Context matters. The Partnership launched at the 10–11 July UK–France Summit alongside more than £1 billion of investment deals into the UK, and the joint statement gave this DBT–DGE dialogue an oversight role, with a proposed ministerial bilateral to keep delivery on track. It also referenced a semiconductor supply‑chain stress test run in January 2025 as a template for practical cooperation.
For SMEs, the signal is clear. Officials on both sides committed to share what actually works when smaller firms put AI into everyday operations-from quality control to customer service-while tightening the guardrails on data and security. We’ll be watching for pilots that lower the cost of compute and model access, paired with training that maps cleanly across UK and French compliance.
Clean energy collaboration is likely to show up first in supply chains rather than blockbuster announcements. With clean energy industries listed as a pillar of the Partnership, the near‑term opportunity set points to offshore wind components, grid digitalisation, power electronics and industrial software-areas where UK mid‑market suppliers already sell into France and can scale with better procurement visibility.
Critical minerals is the other stress point.

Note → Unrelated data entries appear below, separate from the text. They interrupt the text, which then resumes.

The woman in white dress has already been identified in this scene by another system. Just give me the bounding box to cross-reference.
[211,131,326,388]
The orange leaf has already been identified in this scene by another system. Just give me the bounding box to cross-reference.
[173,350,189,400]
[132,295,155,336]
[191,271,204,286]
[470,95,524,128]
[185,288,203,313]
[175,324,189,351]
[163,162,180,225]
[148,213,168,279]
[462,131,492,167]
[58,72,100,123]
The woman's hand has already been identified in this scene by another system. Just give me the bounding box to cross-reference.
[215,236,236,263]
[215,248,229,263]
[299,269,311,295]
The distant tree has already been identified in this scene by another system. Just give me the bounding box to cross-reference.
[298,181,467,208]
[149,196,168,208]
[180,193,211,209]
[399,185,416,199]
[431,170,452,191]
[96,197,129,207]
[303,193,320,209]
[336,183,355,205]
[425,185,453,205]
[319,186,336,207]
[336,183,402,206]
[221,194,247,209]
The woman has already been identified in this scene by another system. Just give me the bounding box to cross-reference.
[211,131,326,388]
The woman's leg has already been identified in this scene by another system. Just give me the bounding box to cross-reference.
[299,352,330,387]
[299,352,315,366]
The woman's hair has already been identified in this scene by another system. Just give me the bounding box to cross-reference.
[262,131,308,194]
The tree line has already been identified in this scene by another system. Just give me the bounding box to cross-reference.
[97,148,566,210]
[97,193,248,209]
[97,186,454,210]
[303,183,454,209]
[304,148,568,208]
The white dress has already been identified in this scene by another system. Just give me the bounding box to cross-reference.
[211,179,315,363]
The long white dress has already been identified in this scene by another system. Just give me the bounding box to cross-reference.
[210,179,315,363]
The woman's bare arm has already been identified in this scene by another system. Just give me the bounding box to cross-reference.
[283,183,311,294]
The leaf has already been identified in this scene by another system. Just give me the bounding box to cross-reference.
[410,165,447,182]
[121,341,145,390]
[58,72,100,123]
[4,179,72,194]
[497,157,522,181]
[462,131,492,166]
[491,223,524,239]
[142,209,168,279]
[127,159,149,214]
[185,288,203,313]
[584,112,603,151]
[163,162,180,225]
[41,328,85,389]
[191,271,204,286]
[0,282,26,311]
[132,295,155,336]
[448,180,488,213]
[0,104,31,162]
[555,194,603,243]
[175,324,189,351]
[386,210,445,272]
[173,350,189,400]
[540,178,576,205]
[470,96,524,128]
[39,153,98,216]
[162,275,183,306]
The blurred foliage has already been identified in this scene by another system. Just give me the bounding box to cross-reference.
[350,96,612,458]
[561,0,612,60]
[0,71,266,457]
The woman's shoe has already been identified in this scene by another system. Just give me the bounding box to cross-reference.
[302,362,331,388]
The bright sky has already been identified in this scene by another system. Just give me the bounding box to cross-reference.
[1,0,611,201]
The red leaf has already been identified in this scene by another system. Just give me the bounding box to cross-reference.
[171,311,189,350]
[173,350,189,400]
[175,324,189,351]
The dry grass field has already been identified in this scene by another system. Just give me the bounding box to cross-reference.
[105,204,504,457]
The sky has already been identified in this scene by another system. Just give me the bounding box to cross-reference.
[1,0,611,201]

The January semiconductor exercise mentioned in the joint statement hints at a wider playbook: map inputs, test stress scenarios, and line up alternatives before shocks hit. If batteries and permanent magnets get similar treatment, exporters should see clearer expectations on licensing, traceability and due‑diligence.
France remains a top customer for UK services. ONS figures compiled by business.gov.uk put total UK–France trade at £104.2bn in 2024. In the four quarters to Q1 2025, UK services exports to France reached £22.9bn, with computer services at £2.7bn-evidence that any progress on digital standards and security checks would move real revenue.
People and process matter here. DBT’s Amanda Brooks CBE and DGE’s Thomas Courbe led this year’s session, with both embassies in the room-an operational sign this work is now routine rather than ad‑hoc. Brooks, DBT’s Director General for Trade Negotiations, has long experience corralling cross‑government delivery, which should help turn principles into procurement lots.
Economic security can sound abstract, but for firms it usually becomes investment‑screening clarity, export‑control guidance, and joint supply‑chain mapping. The joint statement tasks the annual dialogue with oversight of delivery and proposes a ministerial bilateral, which should shorten the gap between technical fixes and political sign‑off.
What to watch next is a joint roadmap and stronger industry input via the UK–France Business Forum. If officials use that forum to surface live bottlenecks-grid connections, software standards, or customs paperwork on dual‑use components-suppliers can plan 2026 bids with fewer unknowns and better timelines.
Bottom line for finance teams: treat 2026 as the year to scale France‑facing sales where you can link AI‑enabled productivity to clean‑energy or advanced‑manufacturing contracts. Pair that with a lightweight supply‑chain risk review-semiconductors, battery materials, high‑spec electronics-and a training budget that fits both UK and French rules.